Additional community tables
Interpretations
Animal community
The Sandy Ecological site of the Rocky Mountains Foothills provides for a variety of wildlife habitat for an array of species. Prior to the settlement of this area, large herds of antelope, elk and bison roamed. Though the bison have been replaced, mostly with domesticated livestock, elk and antelope still frequently utilize this largely intact landscape for winter habitat in areas adjacent to forest.
The relatively high grass component of the Reference Community provides excellent nesting cover for multiple neotropical migratory birds that select for open grasslands such as the Long-billed Curlew and McCown’s Longspur.
Managed livestock grazing is suitable on this site due to the potential to produce an abundance of high quality forage. This is often a preferred site for grazing by livestock, and animals tend to congregate in these areas. In order to maintain the productivity of the Sandy site, grazing on adjoining sites with less production must be managed carefully to be sure utilization on this site is not excessive. Management objectives should include maintenance or improvement of the native plant community. Careful management of timing and duration of grazing is important. Shorter grazing periods and adequate deferment during the growing season are recommended for plant maintenance, health, and recovery. According to McLean et al, early season defoliation of rough fescue and bluebunch wheatgrass can result in high mortality and reduced vigor of plants. They also suggest, based on prior studies, that the opportunity for regrowth is necessary before dormancy to reduce injury rough fescue and bluebunch wheatgrass./
Since needle-and-thread normally matures earlier than rough fescue and bluebunch wheatgrass as well as produces a sharp awn this species is usually avoided after seed set. Changing grazing season of use will help utilize needle-and-thread more efficiently.

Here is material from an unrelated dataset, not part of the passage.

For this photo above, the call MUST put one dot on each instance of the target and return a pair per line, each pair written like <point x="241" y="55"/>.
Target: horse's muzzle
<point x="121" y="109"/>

Continual non-prescribed grazing of this site will be injurious, will alter the plant composition and production over time, and will result in transition to the Altered State. Transition to other states will depend on duration of poorly managed grazing as well as other circumstances such as weather conditions and fire frequency.
The Altered State is subject to further degradation to the Degraded State or Invaded State. Management should focus on grazing management strategies that will prevent further degradation, such as seasonal grazing deferment or winter grazing where feasible. Communities within this state are still stable and healthy under proper management. Forage quantity and/or quality may be substantially decreased from the Reference State.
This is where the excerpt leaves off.